How to Connect Cassandra and Spark with Guava Shade dependency using SBT

What is Cassandra?

Cassandra is a distributed database for managing large amounts of structured data across many commodity servers, while providing highly available service and no single point of failure.  Cassandra offers capabilities that relational databases and other NoSQL databases simply cannot match such as: continuous availability, linear scale performance, operational simplicity and easy data distribution across multiple data centers and cloud availability zones.
Why Cassandra?
Do you need a more flexible data model than what’s offered in the relational database world? Would you like to start with a database you know can scale to meet any number of concurrent user connections and/or data volume size and run blazingly fast? Have you been needing a database that has no single point of failure and one that can easily distribute data among multiple geographies, data centers, and the cloud? Well, that’s Cassandra.

Installing in MacOS:

$ brew install cassandra

$ cd /usr/local/Cellar/cassandra/3.5/bin

$ ./cqlsh

Screen Shot 2016-05-21 at 11.26.16 PM

Let’s connect this table from Spark and read as RDD and DataFrame:

import com.datastax.spark.connector._
 import org.apache.spark.sql.SQLContext
 import org.apache.spark.{SparkConf, SparkContext}

/**
 * Created by vgiridatabricks on 5/21/16.
 */
 object SparkCassandra {
 def main(args: Array[String]): Unit = {
 val conf = new SparkConf(true)
 .set("spark.cassandra.connection.host", "127.0.0.1")
 // .set("spark.cassandra.auth.username", "username")
 // .set("spark.cassandra.auth.password", "password")
 .setMaster("local").setAppName("SparkCassandra")
 val sc = new SparkContext(conf)
 val sqlContext = new SQLContext(sc)

//Just test Spark Cassandra Connectivity
 val tableConn = sc.cassandraTable("sparktestcassandra", "emp")
 print(tableConn)

//Read from Cassandra Table as a DataFrame
 val df = sqlContext
 .read
 .format("org.apache.spark.sql.cassandra")
 .options(Map( "table" -> "emp", "keyspace" -> "sparktestcassandra"))
 .load()
 df.show()
 }
 }

df.show() — > See the output in IntelliJ

Screen Shot 2016-05-21 at 11.28.15 PM

Writing RDD to Cassandra:

Just create a table to get the data saved in a Cassandra Table.
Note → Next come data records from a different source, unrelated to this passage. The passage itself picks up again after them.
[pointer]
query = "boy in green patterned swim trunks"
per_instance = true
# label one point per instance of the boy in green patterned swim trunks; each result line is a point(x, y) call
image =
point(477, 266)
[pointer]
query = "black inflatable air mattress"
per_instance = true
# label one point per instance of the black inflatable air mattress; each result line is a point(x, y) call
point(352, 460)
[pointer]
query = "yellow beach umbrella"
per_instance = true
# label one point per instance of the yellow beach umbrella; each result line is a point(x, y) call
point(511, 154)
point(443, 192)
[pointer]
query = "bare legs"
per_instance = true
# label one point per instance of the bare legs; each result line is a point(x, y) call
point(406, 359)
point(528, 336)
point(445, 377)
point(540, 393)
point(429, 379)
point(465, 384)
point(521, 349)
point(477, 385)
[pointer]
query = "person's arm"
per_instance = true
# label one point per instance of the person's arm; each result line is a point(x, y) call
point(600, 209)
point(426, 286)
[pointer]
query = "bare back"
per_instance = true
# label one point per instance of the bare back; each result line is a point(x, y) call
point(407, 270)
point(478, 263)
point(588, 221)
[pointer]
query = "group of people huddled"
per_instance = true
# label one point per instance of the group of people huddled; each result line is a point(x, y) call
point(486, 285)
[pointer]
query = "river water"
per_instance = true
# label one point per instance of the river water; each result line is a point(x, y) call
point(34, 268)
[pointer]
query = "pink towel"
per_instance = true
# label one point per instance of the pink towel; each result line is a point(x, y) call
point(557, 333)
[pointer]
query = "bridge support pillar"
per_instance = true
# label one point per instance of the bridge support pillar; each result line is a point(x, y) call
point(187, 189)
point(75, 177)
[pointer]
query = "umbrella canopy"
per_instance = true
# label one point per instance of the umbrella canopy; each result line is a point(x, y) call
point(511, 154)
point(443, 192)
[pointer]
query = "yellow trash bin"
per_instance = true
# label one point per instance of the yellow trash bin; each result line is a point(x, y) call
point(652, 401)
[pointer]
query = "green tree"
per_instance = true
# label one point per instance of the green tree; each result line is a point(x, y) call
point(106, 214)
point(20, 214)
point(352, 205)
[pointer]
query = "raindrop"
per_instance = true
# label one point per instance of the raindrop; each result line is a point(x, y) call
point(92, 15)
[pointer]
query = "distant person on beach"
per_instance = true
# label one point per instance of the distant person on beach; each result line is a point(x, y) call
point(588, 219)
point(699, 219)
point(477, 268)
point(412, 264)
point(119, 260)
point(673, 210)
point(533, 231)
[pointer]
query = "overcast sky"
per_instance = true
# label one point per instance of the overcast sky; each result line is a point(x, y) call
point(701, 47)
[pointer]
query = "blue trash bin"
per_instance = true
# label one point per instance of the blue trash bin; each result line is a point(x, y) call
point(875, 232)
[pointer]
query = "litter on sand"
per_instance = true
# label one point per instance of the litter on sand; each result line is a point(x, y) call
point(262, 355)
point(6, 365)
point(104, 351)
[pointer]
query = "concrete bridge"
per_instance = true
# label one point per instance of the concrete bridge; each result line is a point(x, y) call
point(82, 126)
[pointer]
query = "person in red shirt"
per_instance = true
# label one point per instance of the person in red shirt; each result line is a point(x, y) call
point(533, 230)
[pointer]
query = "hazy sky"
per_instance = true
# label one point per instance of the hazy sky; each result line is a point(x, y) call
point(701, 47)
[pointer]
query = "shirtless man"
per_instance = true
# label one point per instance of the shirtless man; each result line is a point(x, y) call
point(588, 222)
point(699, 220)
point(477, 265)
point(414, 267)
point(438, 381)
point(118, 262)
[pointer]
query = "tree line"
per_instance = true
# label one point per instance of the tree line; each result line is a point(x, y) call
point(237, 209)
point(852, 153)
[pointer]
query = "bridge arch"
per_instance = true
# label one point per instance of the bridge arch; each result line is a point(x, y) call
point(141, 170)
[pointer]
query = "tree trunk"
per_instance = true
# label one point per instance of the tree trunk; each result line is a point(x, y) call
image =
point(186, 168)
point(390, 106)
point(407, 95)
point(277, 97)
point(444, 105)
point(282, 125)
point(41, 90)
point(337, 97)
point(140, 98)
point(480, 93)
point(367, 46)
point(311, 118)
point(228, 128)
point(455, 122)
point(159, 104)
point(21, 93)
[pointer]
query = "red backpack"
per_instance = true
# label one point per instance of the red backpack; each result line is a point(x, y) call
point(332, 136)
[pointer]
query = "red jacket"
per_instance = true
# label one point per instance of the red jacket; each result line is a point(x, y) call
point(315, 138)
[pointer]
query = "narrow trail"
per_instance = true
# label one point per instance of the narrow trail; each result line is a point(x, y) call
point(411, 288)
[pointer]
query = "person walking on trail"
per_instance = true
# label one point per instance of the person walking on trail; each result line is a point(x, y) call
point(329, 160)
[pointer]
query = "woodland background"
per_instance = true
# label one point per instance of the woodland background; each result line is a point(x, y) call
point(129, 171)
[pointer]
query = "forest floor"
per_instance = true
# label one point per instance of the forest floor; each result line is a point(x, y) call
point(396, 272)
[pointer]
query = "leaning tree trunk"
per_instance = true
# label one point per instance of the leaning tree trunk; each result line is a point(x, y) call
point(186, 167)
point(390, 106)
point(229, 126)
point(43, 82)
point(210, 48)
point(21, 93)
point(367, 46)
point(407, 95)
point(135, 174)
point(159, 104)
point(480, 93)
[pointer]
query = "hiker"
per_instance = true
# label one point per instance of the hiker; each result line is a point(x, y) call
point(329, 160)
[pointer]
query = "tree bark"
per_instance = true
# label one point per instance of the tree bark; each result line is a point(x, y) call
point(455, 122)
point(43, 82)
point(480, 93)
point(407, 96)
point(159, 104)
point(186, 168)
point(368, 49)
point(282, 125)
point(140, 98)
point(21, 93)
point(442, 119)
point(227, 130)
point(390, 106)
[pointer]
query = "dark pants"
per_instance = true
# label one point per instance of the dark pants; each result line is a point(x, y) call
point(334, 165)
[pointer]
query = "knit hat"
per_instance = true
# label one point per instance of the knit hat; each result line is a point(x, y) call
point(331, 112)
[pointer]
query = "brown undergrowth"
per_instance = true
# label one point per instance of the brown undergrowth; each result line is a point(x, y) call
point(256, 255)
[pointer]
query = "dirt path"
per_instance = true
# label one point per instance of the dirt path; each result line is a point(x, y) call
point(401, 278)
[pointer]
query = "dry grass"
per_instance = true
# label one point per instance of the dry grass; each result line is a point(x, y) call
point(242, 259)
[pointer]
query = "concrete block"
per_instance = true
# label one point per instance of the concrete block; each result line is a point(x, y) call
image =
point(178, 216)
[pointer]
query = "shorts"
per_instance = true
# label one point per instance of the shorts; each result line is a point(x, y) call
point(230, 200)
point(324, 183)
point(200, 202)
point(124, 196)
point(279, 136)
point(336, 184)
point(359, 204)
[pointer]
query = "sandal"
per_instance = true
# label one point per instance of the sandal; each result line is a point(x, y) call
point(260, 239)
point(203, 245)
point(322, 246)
cqlsh:sparktestcassandra> create table wordcount (word varchar primary key, count int);

//Write to Cassandra Table
 val sampleRdd = sc.parallelize(Array(("Databricks", 101), ("Spark", 110), ("Big Data", 10),("Hadoop",40),("Falcon",50)))
 sampleRdd.saveToCassandra("sparktestcassandra", "wordcount", SomeColumns("word", "count"))

Screen Shot 2016-05-21 at 11.40.36 PM

You can see the data is inserted into the Cassandra table “wordcount

cqlsh:sparktestcassandra> select * from wordcount;

Screen Shot 2016-05-21 at 11.42.02 PM

How I created a Spark Cassandra Shaded Jar:

I have used the Spark Cassandra Connector available in github with little modification in guava by having shaded dependency.  Please see how I built shade for guava.

  1. Please check out the spark cassandra github code and clone it in your machine local directory
  2. Add this in project/assembly.sbt `addSbtPlugin(“com.eed3si9n” % “sbt-assembly” % “0.14.3”)`
  3. Add sbt-assembly jar as a separate dependency library so that you can create Assembly shade in build.sbt as below.
  4. Make the below changes in build.sbt file
  5. import sbt.Keys._
    
     import sbt._
    
     //import sbtassembly.AssemblyKeys._
    
     import sbtassembly.AssemblyPlugin.autoImport._
    
     version := "0.1-SNAPSHOT"
    
     scalaVersion := "2.10.5"
    
     name := "spark-cassandra-guava-shade"scalacOptions := Seq("-deprecation", "-unchecked", "-feature")
    libraryDependencies ++= Seq(
    
       "com.datastax.spark" %% "spark-cassandra-connector" % "1.6.0-M2"
    
     )
    // There is a conflict between Guava versions on Cassandra Drive and Hadoop
    
     // Shading Guava Package
    
    assemblyShadeRules in assembly := Seq(ShadeRule.rename("com.google.**" -> "shadeio.@1").inAll)
    
    assemblyJarName in assembly := s"${name.value}-${version.value}.jar"
    
    assemblyMergeStrategy in assembly := {
     case PathList("META-INF", "MANIFEST.MF") => MergeStrategy.discard
     case _ => MergeStrategy.first
     }
  6. Navigate to the Project root directory and do sbt clean assembly so that you will get a new jar with shade dependency of Guava Libraries
  7. Manually include this library as a dependency jar along with your spark dependencies.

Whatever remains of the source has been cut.